Branding lessons from the past — The Soft Soap Story
Today’s article is contributed by Bonnie Halper at StartupOneStop.com
Back in the 1970s, liquid hand soap was sold by one guy: Robert Taylor, and his small company Minnetonka. It was his invention, and he knew he was on to something big. Test audiences loved the product and, despite barely having enough resources to do so, Minnetonka decided to go all in and make a push to take the product nationwide.
There was only one problem: Nothing he was selling could be patented.
The concept of liquid soap wasn’t new, and simple pumps had been around since the dawn of civilization. As a result, Taylor knew several huge soap manufacturers were ready to happily steal his idea the very moment it looked like it could succeed on a large scale. Armed with superior resources and the ability to quickly R&D an imitation product, the industry giants were ready to crush tiny Minnetonka.

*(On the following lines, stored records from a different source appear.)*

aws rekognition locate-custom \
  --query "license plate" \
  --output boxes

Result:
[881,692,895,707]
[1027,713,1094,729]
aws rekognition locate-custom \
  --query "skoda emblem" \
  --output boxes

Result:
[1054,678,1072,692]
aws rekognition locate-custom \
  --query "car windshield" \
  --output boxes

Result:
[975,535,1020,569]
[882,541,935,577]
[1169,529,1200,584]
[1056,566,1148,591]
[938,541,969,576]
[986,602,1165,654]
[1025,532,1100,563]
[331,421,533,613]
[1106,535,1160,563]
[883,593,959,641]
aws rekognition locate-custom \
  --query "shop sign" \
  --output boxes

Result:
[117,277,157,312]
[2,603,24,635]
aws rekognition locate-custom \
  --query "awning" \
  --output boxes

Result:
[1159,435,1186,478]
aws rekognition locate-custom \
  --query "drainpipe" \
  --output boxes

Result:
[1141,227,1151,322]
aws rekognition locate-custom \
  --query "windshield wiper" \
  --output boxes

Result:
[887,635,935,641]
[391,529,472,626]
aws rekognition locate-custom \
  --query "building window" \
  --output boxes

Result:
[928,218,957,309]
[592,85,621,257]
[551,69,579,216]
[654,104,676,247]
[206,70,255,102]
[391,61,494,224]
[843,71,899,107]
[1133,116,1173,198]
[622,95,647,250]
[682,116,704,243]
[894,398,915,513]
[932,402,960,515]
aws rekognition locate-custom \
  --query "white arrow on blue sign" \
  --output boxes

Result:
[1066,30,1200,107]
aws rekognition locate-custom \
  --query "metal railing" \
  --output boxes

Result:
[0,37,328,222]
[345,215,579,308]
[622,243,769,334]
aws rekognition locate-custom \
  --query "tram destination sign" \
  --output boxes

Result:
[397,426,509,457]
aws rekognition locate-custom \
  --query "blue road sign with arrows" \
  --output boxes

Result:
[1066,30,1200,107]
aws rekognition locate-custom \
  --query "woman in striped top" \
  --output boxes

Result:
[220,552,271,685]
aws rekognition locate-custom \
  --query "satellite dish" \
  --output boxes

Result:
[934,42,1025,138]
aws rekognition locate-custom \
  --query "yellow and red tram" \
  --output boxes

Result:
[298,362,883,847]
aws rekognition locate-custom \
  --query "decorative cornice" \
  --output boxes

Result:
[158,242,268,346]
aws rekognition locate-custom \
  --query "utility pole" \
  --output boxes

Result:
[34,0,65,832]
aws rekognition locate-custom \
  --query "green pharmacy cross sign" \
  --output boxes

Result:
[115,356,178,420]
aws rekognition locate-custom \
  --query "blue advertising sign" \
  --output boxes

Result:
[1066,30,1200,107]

Taylor, however, was ready for this.
Before any other company had the chance, Taylor decided to go shopping one day and bought a few plastic pumps. And by a few we mean F**KING ALL OF THEM. There were only two companies nationwide manufacturing those little pumps, and Taylor ponied up $12 million — more than the total net worth of his company at the time — and ordered 100 million of them, effectively buying every single pump these two companies would be able to manufacture for the next year or two.
Anyway, without the part required to dispense the soap, there was nothing the major companies could do but sit and watch Taylor slowly own the entire market. His product would become known as SoftSoap, Two years after his little stunt, Colgate-Palmolive would be forced to just buy SoftSoap from Taylor … for $61 million.”
Of course, this was pre-web, pre 3D printing, pre proliferation of patent trolls and pre China, who can knock off anything seemingly overnight.
The point is: this is a great example of entrepreneurship at its best – the convergence of innovation and thinking outside the box. Pun very much intended: when faced with seemingly overwhelming challenges, raise the bar.